Security Breach Hits Wisconsin University Server Storing Student, Faculty SSNs

University of Wisconsin reported malware was found on a server that stored the names and Social Security numbers of 75,000 students and faculty members.

Former and current faculty and students at the University of Wisconsin-Milwaukee may have had their Social Security numbers exposed by malware.

Malware planted on a document-management database server may have exposed 75,000 student and staff Social Security numbers and names, the University of Wisconsin-Milwaukee said Aug. 10. Considering the amount of critical research data stored on the server, the malware was most likely after research data and not personal information, said Tom Luljak, the university vice chancellor.

It's unknown how long the back-door malware was lurking undetected on the server, used by many departments to store research data and details about current and past cutting-edge research projects, but officials guessed it was for a "short period of time."

"Investigators theorize that the motive was not identity theft, and could find no proof of attempts to download names or social security numbers," said John McCarragher, the interim chief information officer at the University of Wisconsin-Milwaukee.

It's also unclear whether the malware had access to other servers on the university network. Administrators immediately shut down the server after finding the malware and "reassessed security before restarting it," said McCarragher.

That is one of the biggest mistakes organizations make after discovering a breach, Geoff Webb, senior product marketing manager at Credant Technologies, told eWEEK. While senior management may be saying "shut everything down," the security team should resist the pressure and take the time to investigate what happened without alerting the attackers, Webb said. If the attackers figure out they've been detected, they would try to cover their tracks and potentially destroy any evidence on the breached system, according to Webb.

The University's technology staff discovered the malware May 25. The malware, which had the ability to view all documents stored on the server, was most likely installed remotely, according to Luljack. Then local and federal law enforcement authorities investigating the security breach incidentally discovered June 30 the server also housed a database with Social Security information for students and employees.

"We don't believe anyone got access to the image bank. There is no evidence that the hackers actually looked at or retrieved any information," Luljak said.

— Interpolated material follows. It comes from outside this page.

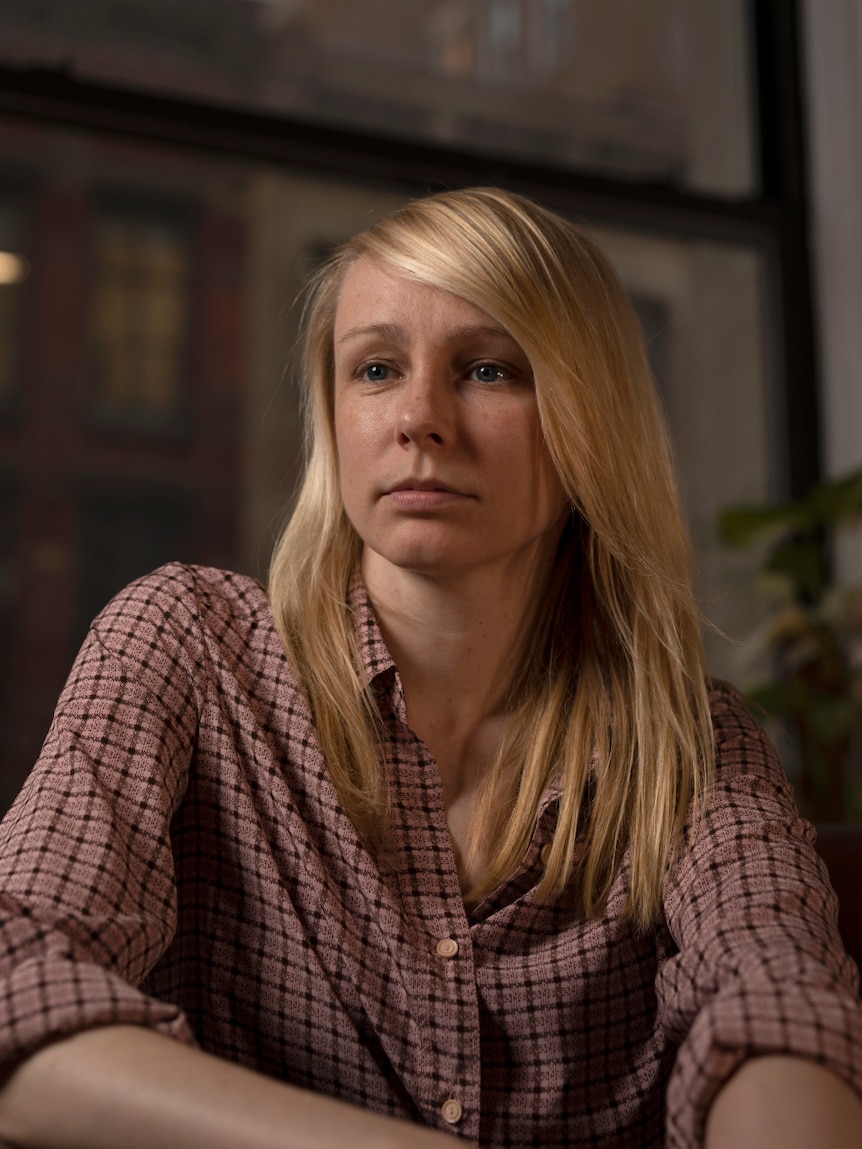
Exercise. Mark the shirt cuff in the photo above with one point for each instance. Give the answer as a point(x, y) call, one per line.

Even though law enforcement and school investigators have not yet found evidence that the Social Security numbers were actually stolen from the database, the university sent out a letter to all those who may be affected. Since the data may not have been stolen, the University of Wisconsin said it would not pay for credit-monitoring. Instead, it warned students and staff to be vigilant about monitoring their credit history and putting a freeze on their credit reports.

The warning may fall on deaf ears. A recent report from Javelin Research found that 18- to 24-year olds generally take twice as long to find out their identity has been stolen, primarily because they are less likely than other age groups to regularly track activity in their bank accounts and credit cards. This age group was also less likely to use identity-theft monitoring services, Javelin found.

Even if the data was not downloaded, the incident is a reminder to organizations to protect data on their servers and networked devices faculty and administrators use. Students and staff frequently go off campus, and "data security doesn't end when they leave campus," Webb said. All mobile devices need to be encrypted as well.

University of Wisconsin disclosed its breach a day after California State Polytechnic University, Pomona notified 38 current and former faculty members in the College of Business Administration that their personal information had been accidentally exposed.

A staff member on Aug. 2 mistakenly placed two documents containing full names and Social Security numbers on a shared network, not realizing students and other faculty and staff could view the files. It doesn't appear the data was copied or misused, but the university is conducting an internal review of its procedures to handle confidential data.